India signs its safeguards agreement

Tuesday, 3 February 2009

ElBaradei and Kumar 02 02 09

The nuclear safeguards agreement between India and the International Atomic Energy Agency (IAEA) was signed in Vienna yesterday.

The nuclear safeguards agreement between India and the International Atomic Energy Agency (IAEA) was signed in Vienna yesterday.

 

ElBaradei and Kumar 02 02 09

IAEA director general Mohamed Elbaradei
watches Indian Ambassador Saurabh
Kumar sign the document yesterday 

The development of nuclear safeguards in India was a key element in one of the major recent changes in the global nuclear industry. Negotiated over nine months from November 2007, the agreement was passed by the IAEA board and later accepted by the Nuclear Suppliers Group. These were the preconditions necessary for individual nations to draw up nuclear cooperation deals with India and then begin international trade.

 

The trade links with India are now being cemented, and the country is expected to place orders with every one of the global reactor suppliers. It is also making deals for future uranium supplies, having suffered shortfalls from domestic sources for many years.

 

Safeguards are a main plank in the global nuclear security regime because they allow the IAEA to make sure that nuclear materials like uranium and plutonium in the civil power sector are never used in military programs.
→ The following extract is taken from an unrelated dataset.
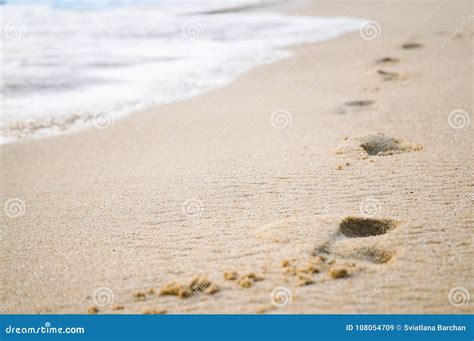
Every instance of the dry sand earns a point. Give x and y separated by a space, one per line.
208 185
For most countries, a comprehensive safeguards agreement comes in parallel with the Nuclear non-Proliferation Treaty, but India always refused to sign this. When the Nuclear Suppliers Group began to insist on comprehensive safeguards in 1992, India was isolated from international trade.

 

Four Indian reactors are already under a pre-existing item-specific safeguards agreement, while the others will come under safeguards over time under this new one. The IAEA will begin to oversee nuclear materials at the sites once it recieves written notification from Indian officials that necessary preparations and statutory changes have been made. In successive phases India will then make detailed declarations of its nuclear facilities and stocks of materials.

 

The reactors already safeguarded are Tarapur 1 & 2 and Rawatbhata 1 & 2, while the two under construction at Kudankulam fall under the same controls. Rawatbhata 5 and 6 should be among the first to come under the latest agreement, with Rawatbhata 3 & 4 following in 2010, Kakrapar 1 & 2 in 2012, and Narora 1 & 2 in 2014.